# Just a simple mold . G job .



## mmcmdl (Sep 27, 2021)

Since I now have 87 cans of mold release , I need a mold !  Not having a need for one I had to think up something that I use often . Only thing I came up with is felling wedges for the tree work lately . I whipped out a fast cheapy split cavity mold in a hour but didn't have to purge any of the extruders tonight , so no wedges made tonight . I'll post a quick pic when I get home in the morning .


----------



## mmcmdl (Sep 27, 2021)

Like I said , simple and effective . I extrude 100s of pounds of plastic per night to the scrap bin so it's free .


----------



## MrWhoopee (Sep 27, 2021)

Damn, I just bought a 6-pack of 'em!

What, no teeth?


----------



## mmcmdl (Sep 28, 2021)

MrWhoopee said:


> Damn, I just bought a 6-pack of 'em!
> 
> What, no teeth?


Lol, where's the teeth ? I just made 3 of these wedges , not the prettiest in the forest but hey , they'll do the job !


----------



## mmcmdl (Sep 28, 2021)

I'll give them a try , who knows . They might just work , and if not , they'll light up the fire when they flash !


----------



## MrWhoopee (Sep 28, 2021)

Teeth on the flat faces to keep the wedge from being pushed back out. Yours have a steeper angle than most, which may compound this tendency.

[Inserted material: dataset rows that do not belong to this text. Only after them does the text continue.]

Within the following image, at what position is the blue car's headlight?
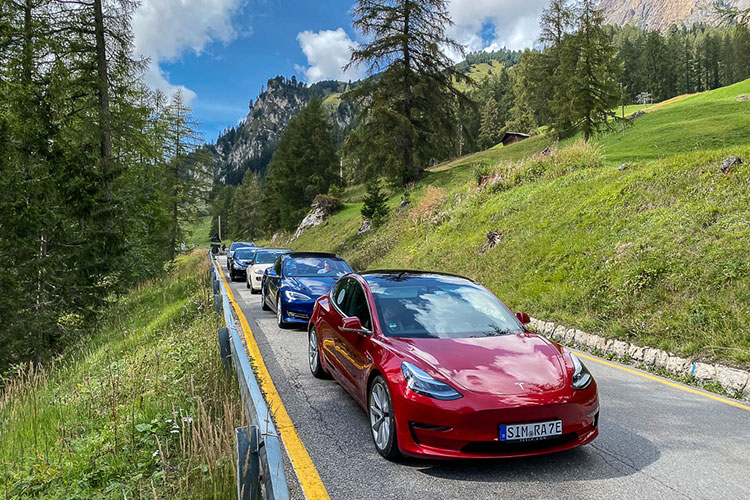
[570,352,591,389]
[284,290,312,300]
[401,361,462,401]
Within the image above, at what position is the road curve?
[221,259,750,500]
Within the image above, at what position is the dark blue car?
[229,247,263,281]
[261,252,352,328]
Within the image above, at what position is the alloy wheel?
[368,375,399,460]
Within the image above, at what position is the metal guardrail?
[208,253,289,500]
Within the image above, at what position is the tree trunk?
[402,0,413,185]
[94,0,112,188]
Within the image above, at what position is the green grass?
[0,252,241,499]
[292,81,750,367]
[454,61,503,92]
[186,215,211,248]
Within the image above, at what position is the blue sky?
[133,0,546,142]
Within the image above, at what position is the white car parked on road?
[246,248,291,293]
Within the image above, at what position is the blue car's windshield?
[234,247,255,260]
[229,241,253,251]
[365,274,523,338]
[255,250,289,264]
[284,257,352,278]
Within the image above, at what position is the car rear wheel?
[307,326,331,379]
[276,294,289,328]
[367,375,400,460]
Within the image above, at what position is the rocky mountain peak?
[599,0,750,32]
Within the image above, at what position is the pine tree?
[570,0,621,142]
[165,90,211,261]
[479,97,504,149]
[535,0,576,135]
[360,178,388,227]
[346,0,468,184]
[263,96,340,230]
[226,170,263,240]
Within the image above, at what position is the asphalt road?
[222,259,750,500]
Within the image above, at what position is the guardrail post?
[219,328,232,373]
[234,425,261,500]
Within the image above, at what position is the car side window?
[342,279,372,330]
[331,278,350,311]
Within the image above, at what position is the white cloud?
[447,0,549,56]
[296,28,365,83]
[133,0,247,101]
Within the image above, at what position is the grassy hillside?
[0,252,241,499]
[292,81,750,366]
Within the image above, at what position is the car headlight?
[284,290,311,300]
[401,361,463,401]
[570,352,591,389]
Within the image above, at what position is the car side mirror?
[341,316,372,335]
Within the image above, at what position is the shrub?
[409,186,445,223]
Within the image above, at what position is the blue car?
[261,252,352,328]
[227,241,255,271]
[229,247,263,281]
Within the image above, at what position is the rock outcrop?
[599,0,750,32]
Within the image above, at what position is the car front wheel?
[367,375,400,460]
[276,293,289,328]
[307,326,331,379]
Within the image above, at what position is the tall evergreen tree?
[226,169,263,240]
[264,97,340,230]
[570,0,621,142]
[479,97,504,148]
[346,0,468,184]
[166,90,211,260]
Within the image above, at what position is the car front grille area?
[461,432,578,454]
[287,311,310,320]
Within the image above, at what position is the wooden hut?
[500,132,529,146]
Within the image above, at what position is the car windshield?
[234,247,255,260]
[229,241,252,250]
[284,257,352,278]
[366,274,523,338]
[255,250,289,264]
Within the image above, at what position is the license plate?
[500,420,562,441]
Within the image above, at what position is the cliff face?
[599,0,750,32]
[209,76,354,185]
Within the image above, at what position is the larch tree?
[563,0,622,142]
[345,0,468,184]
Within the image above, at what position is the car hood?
[393,333,565,395]
[287,276,338,299]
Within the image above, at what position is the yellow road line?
[217,265,330,500]
[573,351,750,410]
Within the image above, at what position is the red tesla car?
[308,271,599,459]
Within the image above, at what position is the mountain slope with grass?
[292,81,750,367]
[0,251,241,499]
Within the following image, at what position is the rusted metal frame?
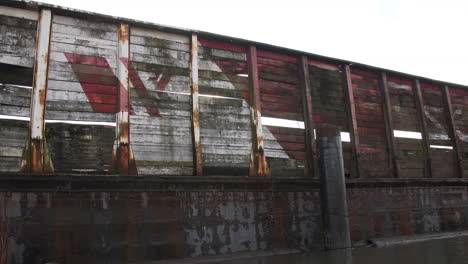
[342,64,361,178]
[112,24,136,175]
[413,79,432,178]
[380,72,400,178]
[442,85,464,178]
[21,9,54,173]
[190,34,203,176]
[247,46,270,176]
[299,55,319,177]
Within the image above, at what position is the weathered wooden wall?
[129,28,193,175]
[0,3,467,178]
[0,8,37,172]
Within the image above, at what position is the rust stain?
[31,138,42,173]
[119,24,129,43]
[193,107,200,128]
[256,146,271,176]
[194,142,203,176]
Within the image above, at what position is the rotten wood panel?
[299,56,319,177]
[342,65,361,178]
[442,85,464,178]
[198,38,249,100]
[413,79,433,178]
[0,10,39,68]
[247,46,270,176]
[380,72,400,178]
[351,67,392,178]
[0,119,29,173]
[387,74,425,178]
[309,63,352,175]
[46,15,121,121]
[129,28,194,176]
[21,9,54,173]
[111,24,137,175]
[257,50,310,177]
[190,34,203,176]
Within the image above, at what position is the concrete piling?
[317,126,351,250]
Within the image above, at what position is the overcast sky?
[33,0,468,85]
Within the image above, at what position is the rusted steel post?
[413,79,432,178]
[342,65,361,178]
[442,85,464,178]
[380,72,400,178]
[21,9,54,173]
[317,126,351,250]
[299,55,319,177]
[190,34,203,176]
[247,46,270,176]
[112,24,137,175]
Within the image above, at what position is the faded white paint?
[31,9,52,140]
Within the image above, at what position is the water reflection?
[222,237,468,264]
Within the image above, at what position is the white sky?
[33,0,468,85]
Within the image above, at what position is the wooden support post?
[112,24,137,175]
[190,34,203,176]
[442,85,464,178]
[413,79,432,178]
[317,126,351,250]
[21,9,54,173]
[299,55,319,177]
[380,72,400,178]
[247,46,270,176]
[342,65,361,178]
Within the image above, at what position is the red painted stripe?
[258,57,291,68]
[351,68,379,78]
[420,82,442,94]
[308,59,340,71]
[257,50,299,63]
[127,58,162,117]
[71,72,119,85]
[64,53,110,67]
[449,88,468,96]
[76,83,117,96]
[213,60,248,75]
[259,79,301,93]
[198,38,247,53]
[387,75,413,87]
[86,93,117,104]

What material are they made from?


----------



## SLK001 (Sep 28, 2021)

I just use a cast iron splitting wedge when I need to keep a cut open.  I've used them for decades and haven't hit any of them with my chainsaw yet.  When I first saw plastic wedges, I wondered, "now how is this going to split any log?"


----------



## MrWhoopee (Sep 28, 2021)

SLK001 said:


> I just use a cast iron splitting wedge when I need to keep a cut open.  I've used them for decades and haven't hit any of them with my chainsaw yet.  When I first saw plastic wedges, I wondered, "now how is this going to split any log?"


A metal splitting wedge is fine when bucking to keep the kerf open and prevent pinching the bar, except for its tendency to fall and hit the chain when the log drops. When felling I set a wedge as soon as the kerf is deep enough to allow it, particularly on smaller diameter trees. My felling wedges are consumables and they show it.


----------